Florida’s six-week ban replaced the state’s previous 15-week abortion ban, prohibiting the procedure before most women know they are pregnant.

In the South, abortion is now either banned or severely restricted in Florida, Mississippi, Alabama, Tennessee, Arkansas and Louisiana.

The closest state to Florida with no gestational limits on abortion is Virginia.

On April 1, the Florida State Supreme Court issued a decision to uphold the state’s 15-week abortion ban in response to a legal challenge asking the court to throw out the ban.

The six-week trigger ban signed into law by Gov. Ron DeSantis went into effect Wednesday, 30 days after the court’s ruling.

The decision came as part of an ongoing lawsuit filed by the American Civil Liberties Union on behalf of Planned Parenthood, the Center for Reproductive Rights and abortion providers against the state, claiming the ban violates the Florida Constitution.

In a separate decision also released on April 1, the Florida Supreme Court decided to allow a ballot initiative that would enshrine abortion rights in the state’s Constitution. The decision will allow voters to determine the future of abortion access in the state in November.

In June 2022, the Supreme Court overturned Roe v. Wade and the constitutional right to abortion that had been the law nationwide for almost 50 years.

Two months before the Supreme Court’s landmark decision, Republican lawmakers in Florida passed a law to halt abortion procedures after 15 weeks, which was previously limited to 24 weeks.

Before Wednesday’s ban, Florida was a key point of access to women across the southeastern U.S. living in states that have ceased nearly all abortion services after Roe v. Wade was overturned.
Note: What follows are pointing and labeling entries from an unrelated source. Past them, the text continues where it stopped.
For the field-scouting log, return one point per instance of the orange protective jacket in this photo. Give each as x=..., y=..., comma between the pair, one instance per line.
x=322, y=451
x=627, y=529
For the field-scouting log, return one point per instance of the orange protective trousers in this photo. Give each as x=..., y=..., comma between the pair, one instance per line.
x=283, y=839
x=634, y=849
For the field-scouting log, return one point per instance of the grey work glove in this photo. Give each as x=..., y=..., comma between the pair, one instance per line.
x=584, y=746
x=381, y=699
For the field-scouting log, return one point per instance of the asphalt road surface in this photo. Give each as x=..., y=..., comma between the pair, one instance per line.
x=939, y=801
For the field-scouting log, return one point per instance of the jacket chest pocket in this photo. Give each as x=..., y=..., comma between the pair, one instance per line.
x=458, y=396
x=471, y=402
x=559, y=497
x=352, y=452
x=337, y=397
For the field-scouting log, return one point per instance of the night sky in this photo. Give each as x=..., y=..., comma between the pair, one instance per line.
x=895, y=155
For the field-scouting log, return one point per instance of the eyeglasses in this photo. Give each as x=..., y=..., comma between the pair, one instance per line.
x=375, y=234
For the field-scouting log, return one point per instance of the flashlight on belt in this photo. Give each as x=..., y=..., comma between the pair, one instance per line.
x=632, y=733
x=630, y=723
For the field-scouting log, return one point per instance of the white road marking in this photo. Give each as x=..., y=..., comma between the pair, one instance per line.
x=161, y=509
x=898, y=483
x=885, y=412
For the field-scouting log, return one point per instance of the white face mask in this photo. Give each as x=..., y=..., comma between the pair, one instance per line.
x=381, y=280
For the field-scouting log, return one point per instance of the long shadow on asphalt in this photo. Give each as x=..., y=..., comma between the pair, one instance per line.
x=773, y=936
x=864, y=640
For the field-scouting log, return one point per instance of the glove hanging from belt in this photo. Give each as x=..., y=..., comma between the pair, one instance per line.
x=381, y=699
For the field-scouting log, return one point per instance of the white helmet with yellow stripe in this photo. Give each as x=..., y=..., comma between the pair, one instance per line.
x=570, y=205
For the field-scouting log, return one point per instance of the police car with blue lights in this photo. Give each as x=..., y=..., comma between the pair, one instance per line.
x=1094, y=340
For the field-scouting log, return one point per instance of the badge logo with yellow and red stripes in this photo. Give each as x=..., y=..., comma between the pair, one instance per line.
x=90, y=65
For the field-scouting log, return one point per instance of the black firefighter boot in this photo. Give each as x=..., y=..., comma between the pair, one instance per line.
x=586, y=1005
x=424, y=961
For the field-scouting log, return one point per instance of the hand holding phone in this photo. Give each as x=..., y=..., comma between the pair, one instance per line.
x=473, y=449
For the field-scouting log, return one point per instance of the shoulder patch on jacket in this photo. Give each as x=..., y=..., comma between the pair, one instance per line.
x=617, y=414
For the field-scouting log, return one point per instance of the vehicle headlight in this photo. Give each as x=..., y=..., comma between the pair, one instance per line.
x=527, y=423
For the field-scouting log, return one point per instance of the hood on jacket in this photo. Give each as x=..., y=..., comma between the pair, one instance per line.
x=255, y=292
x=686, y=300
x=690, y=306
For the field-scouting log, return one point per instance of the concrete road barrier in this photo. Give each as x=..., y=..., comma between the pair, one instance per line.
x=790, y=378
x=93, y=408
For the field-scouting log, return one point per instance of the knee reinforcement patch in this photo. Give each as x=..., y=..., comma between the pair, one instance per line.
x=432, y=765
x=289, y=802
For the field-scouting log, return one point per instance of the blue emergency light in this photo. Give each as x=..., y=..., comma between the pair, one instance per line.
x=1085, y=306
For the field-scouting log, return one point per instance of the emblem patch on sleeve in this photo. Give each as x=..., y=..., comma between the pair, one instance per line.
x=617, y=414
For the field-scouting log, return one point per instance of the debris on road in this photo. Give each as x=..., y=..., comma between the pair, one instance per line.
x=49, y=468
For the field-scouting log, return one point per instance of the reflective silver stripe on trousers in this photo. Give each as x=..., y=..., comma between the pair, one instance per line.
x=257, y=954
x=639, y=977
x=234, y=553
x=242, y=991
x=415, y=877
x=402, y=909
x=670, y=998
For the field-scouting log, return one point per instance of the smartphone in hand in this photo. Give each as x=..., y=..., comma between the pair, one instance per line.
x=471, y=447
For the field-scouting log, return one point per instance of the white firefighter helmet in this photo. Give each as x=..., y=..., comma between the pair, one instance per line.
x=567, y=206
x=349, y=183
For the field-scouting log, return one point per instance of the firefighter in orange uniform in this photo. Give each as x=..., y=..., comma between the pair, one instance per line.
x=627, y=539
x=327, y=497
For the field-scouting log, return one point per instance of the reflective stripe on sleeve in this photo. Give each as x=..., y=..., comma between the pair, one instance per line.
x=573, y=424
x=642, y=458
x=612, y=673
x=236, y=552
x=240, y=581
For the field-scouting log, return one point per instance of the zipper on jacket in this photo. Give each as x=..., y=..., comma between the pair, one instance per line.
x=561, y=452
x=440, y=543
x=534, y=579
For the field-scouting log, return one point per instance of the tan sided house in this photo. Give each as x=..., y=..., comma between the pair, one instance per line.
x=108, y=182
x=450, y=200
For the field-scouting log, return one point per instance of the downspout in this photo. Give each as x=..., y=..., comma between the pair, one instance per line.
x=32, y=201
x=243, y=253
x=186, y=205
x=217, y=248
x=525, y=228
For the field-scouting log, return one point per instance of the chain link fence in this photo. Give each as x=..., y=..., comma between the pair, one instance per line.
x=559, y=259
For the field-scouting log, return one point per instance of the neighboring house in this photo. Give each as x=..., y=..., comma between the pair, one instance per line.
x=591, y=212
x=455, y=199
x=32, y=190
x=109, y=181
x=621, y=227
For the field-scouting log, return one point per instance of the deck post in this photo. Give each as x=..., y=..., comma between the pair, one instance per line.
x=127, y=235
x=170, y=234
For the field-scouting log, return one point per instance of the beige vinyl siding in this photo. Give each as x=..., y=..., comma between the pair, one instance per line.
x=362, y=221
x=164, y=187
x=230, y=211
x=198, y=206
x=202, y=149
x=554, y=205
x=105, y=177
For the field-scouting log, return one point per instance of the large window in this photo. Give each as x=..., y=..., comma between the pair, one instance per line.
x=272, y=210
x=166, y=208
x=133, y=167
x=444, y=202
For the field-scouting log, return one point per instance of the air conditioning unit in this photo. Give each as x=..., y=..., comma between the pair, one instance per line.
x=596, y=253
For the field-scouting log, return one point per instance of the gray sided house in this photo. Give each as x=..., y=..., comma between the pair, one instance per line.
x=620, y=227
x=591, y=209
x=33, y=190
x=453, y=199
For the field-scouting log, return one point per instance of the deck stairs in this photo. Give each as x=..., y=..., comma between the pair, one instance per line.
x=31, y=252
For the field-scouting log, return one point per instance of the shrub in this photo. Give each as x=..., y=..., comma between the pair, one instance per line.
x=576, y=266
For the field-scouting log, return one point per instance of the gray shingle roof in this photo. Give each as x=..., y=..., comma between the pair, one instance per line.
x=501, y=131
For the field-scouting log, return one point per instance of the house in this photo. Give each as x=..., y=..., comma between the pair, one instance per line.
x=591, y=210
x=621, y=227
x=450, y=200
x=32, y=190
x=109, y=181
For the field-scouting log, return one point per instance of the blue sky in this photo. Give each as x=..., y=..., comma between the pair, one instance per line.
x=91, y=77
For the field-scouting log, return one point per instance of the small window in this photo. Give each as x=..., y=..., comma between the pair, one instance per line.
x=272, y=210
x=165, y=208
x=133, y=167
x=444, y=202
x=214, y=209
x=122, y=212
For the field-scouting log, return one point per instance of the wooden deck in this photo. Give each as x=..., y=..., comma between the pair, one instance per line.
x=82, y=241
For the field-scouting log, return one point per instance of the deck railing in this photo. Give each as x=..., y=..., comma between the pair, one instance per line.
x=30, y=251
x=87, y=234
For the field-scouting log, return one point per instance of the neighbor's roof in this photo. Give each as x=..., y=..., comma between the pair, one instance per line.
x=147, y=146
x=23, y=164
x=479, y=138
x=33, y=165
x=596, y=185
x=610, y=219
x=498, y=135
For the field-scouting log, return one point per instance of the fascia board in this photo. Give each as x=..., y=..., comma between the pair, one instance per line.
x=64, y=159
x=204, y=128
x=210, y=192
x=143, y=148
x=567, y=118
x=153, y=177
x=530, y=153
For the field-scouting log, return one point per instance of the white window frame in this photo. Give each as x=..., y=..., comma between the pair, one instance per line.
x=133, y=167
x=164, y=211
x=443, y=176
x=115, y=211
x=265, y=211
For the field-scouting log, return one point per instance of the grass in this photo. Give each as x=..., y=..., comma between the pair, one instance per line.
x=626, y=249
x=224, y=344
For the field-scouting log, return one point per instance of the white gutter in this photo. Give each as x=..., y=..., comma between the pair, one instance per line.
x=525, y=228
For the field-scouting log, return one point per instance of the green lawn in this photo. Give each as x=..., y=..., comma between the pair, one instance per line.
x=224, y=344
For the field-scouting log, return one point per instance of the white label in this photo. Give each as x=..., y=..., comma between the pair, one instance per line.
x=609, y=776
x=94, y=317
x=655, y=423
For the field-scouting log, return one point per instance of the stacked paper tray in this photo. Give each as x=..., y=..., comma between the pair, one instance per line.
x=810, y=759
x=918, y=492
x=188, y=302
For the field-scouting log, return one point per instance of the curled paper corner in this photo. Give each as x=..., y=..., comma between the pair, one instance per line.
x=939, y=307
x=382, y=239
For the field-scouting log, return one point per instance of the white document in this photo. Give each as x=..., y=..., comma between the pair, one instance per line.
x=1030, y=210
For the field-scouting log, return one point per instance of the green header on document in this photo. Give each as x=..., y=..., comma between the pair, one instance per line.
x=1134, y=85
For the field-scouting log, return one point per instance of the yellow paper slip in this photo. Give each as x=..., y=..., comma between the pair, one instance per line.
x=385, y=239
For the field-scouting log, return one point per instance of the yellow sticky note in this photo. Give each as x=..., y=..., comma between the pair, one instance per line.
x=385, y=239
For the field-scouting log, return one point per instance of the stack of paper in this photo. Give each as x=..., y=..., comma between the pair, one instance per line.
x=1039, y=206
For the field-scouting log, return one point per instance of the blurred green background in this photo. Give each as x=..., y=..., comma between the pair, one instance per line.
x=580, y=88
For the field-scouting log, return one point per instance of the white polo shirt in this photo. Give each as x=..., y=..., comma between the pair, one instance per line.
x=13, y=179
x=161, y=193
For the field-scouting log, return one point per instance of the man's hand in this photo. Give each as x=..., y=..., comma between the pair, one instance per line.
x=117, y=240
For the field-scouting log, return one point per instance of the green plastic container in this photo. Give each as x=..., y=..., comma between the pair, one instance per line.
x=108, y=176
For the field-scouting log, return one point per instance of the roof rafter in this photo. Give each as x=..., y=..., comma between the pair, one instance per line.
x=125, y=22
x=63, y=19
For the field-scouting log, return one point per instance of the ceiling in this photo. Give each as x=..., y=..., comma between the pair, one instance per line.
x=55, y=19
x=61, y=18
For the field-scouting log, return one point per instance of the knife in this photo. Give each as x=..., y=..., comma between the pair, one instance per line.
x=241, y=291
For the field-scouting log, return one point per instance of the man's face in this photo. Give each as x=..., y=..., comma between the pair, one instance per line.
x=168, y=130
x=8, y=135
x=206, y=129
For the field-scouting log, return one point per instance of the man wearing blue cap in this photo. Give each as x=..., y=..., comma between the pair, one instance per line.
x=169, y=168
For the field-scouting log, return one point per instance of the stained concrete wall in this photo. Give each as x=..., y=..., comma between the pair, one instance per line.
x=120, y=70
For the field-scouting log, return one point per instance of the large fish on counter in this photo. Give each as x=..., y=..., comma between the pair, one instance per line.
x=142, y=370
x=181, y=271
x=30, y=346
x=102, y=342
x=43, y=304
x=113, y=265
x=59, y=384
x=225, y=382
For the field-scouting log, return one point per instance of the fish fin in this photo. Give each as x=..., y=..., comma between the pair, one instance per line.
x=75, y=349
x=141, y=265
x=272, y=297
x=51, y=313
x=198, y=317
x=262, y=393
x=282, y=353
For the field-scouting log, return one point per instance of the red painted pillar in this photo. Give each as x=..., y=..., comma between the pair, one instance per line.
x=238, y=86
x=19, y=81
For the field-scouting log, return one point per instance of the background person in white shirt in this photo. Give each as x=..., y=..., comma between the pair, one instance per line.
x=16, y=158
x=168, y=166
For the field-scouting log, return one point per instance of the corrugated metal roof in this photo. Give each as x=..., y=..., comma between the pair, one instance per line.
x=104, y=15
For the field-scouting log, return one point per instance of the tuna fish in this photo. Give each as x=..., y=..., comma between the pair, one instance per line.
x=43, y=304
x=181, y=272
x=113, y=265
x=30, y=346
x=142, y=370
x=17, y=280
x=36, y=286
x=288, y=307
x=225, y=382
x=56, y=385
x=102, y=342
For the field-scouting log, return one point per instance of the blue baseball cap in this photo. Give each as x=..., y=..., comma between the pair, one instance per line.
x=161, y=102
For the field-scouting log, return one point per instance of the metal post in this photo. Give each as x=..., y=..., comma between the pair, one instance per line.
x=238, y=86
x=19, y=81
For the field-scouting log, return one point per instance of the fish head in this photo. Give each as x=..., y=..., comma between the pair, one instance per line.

Data gathered by the Guttmacher Institute estimates that there were 4,950 more abortions provided in Florida from January to June 2023, compared to the same period in 2020.

Calculating pregnancy is determined from the first day of a woman’s last menstrual period, according to the American Pregnancy Association, which shortens the time a woman has to determine pregnancy before six weeks.

In addition, Florida requires patients to complete two in-person doctor visits within 24 hours to receive abortion access.